Since he arrived at Joe Gibbs Racing in 2008, the Kyle Busch Show has been an omnipotent presence in NASCAR. In those five plus years, Busch has won 88 races in NASCAR's top three series, many in dominating fashion like his weekend sweep at Auto Club Speedway, where he led 217 of the combined 350 laps of the Nationwide and Cup Series races at ACS.

Busch led the most laps on the circuit in 2011 and was second in 2012. But recently, all those laps led haven't turned in to wins.

How so? Before Sunday, Busch had led the most laps at nine different races without recording a win, a stretch that dates back all the way to the inaugural race at Kentucky Speedway, where he led 125 of the race's 267 laps from the pole for the win. Nine different races. Crazy.

2011 Watkins Glen: 3rd (49 laps led of 90)
2011 Charlotte: 2nd (111 of 334)
2011 Martinsville: 27th (126 of 500)
2012 Auto Club: 2nd (80 of 129)
2012 Kentucky: 10th (118 of 267)
2012 Watkins Glen: 7th (43 of 90)
2012 Dover: 7th (302 of 400)
2012 Phoenix: 3rd (237 of 319)
2012 Homestead: 4th (191 of 267)

Had Busch gotten a win at Auto Club, Kentucky or Watkins Glen last year, the storyline of his 2012 season could be a lot different. 2013's next step could be about going from fifth to first instead of from out of the Chase to back in it.

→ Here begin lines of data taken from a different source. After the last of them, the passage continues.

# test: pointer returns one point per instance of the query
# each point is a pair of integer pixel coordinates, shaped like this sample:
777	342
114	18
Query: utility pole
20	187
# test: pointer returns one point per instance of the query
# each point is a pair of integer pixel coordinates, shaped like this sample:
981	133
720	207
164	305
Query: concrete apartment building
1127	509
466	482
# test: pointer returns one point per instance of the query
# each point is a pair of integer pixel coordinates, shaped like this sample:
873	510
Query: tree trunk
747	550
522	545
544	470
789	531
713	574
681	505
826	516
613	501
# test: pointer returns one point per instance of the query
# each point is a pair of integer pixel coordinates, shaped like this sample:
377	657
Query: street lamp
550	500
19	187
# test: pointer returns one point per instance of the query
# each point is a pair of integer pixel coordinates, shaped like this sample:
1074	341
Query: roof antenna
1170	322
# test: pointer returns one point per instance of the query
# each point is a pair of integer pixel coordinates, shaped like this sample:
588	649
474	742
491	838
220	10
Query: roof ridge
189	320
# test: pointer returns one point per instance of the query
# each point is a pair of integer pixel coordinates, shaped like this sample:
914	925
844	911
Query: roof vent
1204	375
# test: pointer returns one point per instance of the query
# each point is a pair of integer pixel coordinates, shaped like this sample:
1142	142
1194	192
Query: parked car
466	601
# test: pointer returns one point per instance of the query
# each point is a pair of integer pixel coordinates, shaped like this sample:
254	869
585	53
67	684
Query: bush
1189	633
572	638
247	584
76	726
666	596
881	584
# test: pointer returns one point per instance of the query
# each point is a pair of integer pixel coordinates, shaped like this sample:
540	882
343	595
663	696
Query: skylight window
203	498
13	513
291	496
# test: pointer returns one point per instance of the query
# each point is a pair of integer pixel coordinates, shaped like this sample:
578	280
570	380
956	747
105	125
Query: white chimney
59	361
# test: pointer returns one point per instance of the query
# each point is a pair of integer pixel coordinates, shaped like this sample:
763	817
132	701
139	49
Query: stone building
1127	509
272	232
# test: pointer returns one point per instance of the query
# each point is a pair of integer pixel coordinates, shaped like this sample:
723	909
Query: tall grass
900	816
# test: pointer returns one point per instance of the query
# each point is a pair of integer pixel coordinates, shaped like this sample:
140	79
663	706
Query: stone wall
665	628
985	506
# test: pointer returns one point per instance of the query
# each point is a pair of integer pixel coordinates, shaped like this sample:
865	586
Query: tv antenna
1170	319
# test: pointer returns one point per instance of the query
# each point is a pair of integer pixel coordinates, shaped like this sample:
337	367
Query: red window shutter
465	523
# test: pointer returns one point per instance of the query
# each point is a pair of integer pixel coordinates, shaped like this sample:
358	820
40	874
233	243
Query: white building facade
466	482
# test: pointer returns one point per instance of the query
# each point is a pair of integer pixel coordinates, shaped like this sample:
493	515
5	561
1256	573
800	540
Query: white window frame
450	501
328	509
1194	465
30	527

"Yeah, it's -- I mean, we just -- we worked so hard last year, and we missed the Chase by three points," Busch said. "And then it sort of defines your season as missing the Chase. And then we go off and rattle off great finishes throughout the Chase but we never win."

Before Sunday, 2013 had already drawn some parallels with Busch's 2012. He blew an engine at Daytona shortly after inheriting the lead from teammate Matt Kenseth's engine failure and after starting first at Bristol, was never able to recover after getting sent to the back of the pack because of a pit road penalty there too. But there was no such slip or miscue at California. Busch started and stayed up front and this time, he was the one capitalizing on someone else's misfortune.

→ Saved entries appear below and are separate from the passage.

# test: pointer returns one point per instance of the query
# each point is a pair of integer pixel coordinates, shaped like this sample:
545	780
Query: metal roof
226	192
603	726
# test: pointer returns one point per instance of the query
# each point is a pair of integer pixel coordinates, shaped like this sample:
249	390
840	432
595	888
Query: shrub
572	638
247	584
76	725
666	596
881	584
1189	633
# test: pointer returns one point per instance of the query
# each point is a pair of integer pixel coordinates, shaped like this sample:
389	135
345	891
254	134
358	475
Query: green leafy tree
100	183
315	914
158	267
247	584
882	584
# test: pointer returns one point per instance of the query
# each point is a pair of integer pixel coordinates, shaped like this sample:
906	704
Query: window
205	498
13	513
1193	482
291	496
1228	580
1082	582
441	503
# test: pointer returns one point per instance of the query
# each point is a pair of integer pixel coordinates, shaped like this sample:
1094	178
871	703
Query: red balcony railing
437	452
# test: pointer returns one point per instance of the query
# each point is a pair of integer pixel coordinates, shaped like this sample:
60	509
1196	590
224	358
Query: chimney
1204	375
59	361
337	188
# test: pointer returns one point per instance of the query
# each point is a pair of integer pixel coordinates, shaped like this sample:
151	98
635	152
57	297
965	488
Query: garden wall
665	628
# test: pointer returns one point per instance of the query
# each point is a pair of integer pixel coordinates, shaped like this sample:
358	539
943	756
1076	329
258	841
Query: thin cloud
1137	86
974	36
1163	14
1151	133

One race isn't enough to draw significant conclusions. But Busch isn't going to stop leading a bunch of laps anytime soon, and the odds of him starting another nine race streak like that are pretty damn slim. That means more wins are on the horizon.

"And then last week at Bristol we had a good car, we sped on pit road and got back in traffic, never really made our way back up to the front on good tires, and then here this weekend, again, we had the best car, we led the most laps, and felt like it was our race to win, but in reality it was our race to lose when all those guys kept pitting behind us and putting on tires," Busch said. "We felt like track position was the best for us, although tires were worth a lot of speed.

"So it's just -- we finally had a little bit of luck on our side (Sunday) that we didn't have all last year and it seemed like we weren't quite having this year," he added. "But we've had some good runs and some strong runs, it's just you've got to keep working, you've got to keep digging in, and Dave and I talked a lot in the last few weeks about what we can do to try to help each other and put our program on the map where we're a bigger force to be reckoned with."